De inwerkingtreding van artikel 13:3a, eerste lid, onderdeel c, van de Wet verplichte geestelijke gezondheidszorg.
Wie zijn betrokken?
Rechter-commissaris, officier van justitie, en opsporingsambtenaren.
Wat is het probleem?
De officier van justitie kan geen uitvoering geven aan het bepaalde in artikel 13:3a, eerste lid, onderdeel c, van de Wet verplichte geestelijke gezondheidszorg.

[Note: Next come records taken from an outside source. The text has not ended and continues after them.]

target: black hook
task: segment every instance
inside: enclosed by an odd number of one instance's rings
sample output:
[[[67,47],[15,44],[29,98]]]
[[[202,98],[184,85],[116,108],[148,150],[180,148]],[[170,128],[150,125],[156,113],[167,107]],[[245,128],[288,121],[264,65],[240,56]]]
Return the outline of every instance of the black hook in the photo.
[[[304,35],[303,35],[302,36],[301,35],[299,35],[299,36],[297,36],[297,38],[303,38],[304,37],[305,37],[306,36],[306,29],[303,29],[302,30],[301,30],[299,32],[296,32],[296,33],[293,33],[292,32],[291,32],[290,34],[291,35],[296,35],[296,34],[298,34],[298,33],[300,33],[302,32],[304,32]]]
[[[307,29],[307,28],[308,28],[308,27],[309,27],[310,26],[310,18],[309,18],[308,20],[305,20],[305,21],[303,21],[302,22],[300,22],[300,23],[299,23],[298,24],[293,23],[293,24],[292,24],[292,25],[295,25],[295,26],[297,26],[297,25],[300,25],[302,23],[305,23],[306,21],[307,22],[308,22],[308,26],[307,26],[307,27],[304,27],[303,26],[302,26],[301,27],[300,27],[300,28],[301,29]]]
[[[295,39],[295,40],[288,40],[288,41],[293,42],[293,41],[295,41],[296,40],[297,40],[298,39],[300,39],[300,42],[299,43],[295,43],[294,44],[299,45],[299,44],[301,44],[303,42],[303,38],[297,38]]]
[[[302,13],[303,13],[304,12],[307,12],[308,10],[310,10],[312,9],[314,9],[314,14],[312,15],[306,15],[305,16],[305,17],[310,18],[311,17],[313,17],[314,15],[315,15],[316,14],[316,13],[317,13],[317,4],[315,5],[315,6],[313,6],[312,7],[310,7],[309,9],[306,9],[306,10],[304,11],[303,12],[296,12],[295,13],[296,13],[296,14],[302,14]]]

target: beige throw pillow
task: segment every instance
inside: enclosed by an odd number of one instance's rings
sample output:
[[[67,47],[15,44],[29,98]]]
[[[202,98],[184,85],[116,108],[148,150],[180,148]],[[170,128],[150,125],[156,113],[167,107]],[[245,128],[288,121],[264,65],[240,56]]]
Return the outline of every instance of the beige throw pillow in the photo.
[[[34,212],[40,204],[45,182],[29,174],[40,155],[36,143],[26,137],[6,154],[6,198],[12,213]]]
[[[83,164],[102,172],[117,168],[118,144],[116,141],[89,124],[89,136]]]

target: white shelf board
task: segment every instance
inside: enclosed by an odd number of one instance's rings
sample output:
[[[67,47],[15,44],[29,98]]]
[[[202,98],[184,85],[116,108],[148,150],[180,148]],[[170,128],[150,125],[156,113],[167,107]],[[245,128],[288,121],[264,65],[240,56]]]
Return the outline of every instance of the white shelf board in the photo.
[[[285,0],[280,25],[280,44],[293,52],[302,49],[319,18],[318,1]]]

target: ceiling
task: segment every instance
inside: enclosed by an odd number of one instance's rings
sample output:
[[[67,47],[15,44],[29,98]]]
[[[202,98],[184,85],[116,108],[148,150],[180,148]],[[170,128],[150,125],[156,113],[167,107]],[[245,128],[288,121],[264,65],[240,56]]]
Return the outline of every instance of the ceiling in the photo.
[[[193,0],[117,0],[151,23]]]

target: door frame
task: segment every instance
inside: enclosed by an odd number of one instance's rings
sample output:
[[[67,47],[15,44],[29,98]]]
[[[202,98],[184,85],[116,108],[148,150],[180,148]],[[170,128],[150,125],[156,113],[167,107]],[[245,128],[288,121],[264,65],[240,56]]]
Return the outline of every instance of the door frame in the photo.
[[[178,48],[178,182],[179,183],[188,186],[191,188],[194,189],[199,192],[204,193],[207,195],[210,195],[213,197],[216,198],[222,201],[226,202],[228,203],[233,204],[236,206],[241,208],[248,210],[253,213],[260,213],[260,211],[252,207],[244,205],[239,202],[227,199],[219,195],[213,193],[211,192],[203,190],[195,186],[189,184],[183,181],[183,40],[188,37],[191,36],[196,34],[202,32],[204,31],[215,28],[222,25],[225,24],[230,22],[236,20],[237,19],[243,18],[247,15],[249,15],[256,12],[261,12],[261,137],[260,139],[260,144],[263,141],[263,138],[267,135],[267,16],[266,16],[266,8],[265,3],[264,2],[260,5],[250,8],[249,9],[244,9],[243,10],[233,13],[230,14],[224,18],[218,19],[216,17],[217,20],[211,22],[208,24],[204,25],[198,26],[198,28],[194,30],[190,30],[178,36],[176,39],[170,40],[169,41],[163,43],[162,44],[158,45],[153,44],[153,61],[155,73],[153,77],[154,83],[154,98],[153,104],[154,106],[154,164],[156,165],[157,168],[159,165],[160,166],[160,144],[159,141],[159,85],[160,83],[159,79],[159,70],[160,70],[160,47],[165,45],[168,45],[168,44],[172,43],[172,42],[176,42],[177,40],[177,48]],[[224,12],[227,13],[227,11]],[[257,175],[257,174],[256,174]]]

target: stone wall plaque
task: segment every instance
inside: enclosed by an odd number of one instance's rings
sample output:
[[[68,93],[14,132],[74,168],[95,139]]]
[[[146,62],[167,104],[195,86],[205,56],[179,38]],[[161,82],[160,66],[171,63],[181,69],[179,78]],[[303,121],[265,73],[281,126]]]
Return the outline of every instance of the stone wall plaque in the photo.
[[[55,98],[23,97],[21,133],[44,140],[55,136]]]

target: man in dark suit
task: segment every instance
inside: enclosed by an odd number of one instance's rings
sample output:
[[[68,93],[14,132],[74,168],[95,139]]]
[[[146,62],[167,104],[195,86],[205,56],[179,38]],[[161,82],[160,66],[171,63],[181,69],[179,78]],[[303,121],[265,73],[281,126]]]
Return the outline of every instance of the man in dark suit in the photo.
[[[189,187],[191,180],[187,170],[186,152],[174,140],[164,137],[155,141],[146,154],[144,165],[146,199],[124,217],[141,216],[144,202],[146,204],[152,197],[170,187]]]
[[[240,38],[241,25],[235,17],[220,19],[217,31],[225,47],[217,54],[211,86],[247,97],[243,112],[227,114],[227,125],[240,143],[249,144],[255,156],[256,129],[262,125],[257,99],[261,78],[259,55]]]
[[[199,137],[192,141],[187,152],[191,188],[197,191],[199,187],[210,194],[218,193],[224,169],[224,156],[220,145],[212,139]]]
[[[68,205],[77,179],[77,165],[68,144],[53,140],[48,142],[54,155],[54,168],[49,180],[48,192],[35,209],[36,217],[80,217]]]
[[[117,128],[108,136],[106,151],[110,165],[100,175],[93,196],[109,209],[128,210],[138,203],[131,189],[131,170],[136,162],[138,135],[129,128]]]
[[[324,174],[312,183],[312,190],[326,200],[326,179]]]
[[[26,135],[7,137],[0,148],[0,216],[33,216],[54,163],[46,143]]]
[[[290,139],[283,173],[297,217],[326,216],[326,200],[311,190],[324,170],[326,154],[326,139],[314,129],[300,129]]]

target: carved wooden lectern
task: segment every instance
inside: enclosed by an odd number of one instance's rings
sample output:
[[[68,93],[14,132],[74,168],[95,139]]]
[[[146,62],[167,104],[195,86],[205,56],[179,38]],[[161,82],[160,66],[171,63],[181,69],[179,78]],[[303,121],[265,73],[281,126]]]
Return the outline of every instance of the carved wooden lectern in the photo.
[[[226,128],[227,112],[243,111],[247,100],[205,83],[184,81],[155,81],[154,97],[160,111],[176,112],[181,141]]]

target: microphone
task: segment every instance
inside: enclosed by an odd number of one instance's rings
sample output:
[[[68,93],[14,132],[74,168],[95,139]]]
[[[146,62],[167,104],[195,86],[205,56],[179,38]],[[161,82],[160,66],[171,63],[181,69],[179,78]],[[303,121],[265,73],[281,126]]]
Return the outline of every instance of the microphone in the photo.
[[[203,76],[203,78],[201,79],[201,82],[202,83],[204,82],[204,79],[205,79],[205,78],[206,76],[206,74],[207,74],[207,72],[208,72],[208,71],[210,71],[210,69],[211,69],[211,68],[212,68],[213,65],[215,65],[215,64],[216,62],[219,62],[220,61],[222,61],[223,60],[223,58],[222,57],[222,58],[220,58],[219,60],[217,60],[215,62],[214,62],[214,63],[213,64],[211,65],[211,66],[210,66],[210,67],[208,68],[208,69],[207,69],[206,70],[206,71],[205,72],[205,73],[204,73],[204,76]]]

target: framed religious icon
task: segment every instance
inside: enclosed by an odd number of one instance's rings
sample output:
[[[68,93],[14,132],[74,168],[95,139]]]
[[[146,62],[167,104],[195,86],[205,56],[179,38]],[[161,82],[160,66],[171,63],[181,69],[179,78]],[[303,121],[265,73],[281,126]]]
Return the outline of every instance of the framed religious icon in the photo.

Om dat wel te kunnen dienen bij algemene maatregel van bestuur de gegevens te zijn aangewezen die de officier van justitie van justitie op grond van dat artikel kan vorderen.
Wat is het doel?
Beoogd wordt dat de officier van justitie op grond van artikel 13:3a, eerste lid, onderdeel c, van de Wet verplichte geestelijke gezondheidszorg dezelfde gegevens kan vorderen als op grond van artikel 126n van het Wetboek van Strafvordering. Het voorgestelde artikel 3.2 van het Besluit verplichte geestelijke gezondheidszorg verwijst daarom naar de gegevens, genoemd in artikel 2, onderdelen a tot en met h, van het Besluit vorderen gegevens telecommunicatie (Stb. 2004, 394).
Wat rechtvaardigt overheidsinterventie?
Dat een taak is weggelegd voor de overheid volgt reeds uit het bestaan van artikel 13:3a, eerste lid, onderdeel c, van de Wet verplichte geestelijke gezondheidszorg. Dit ontwerpbesluit geeft slechts uitvoering aan die bepaling.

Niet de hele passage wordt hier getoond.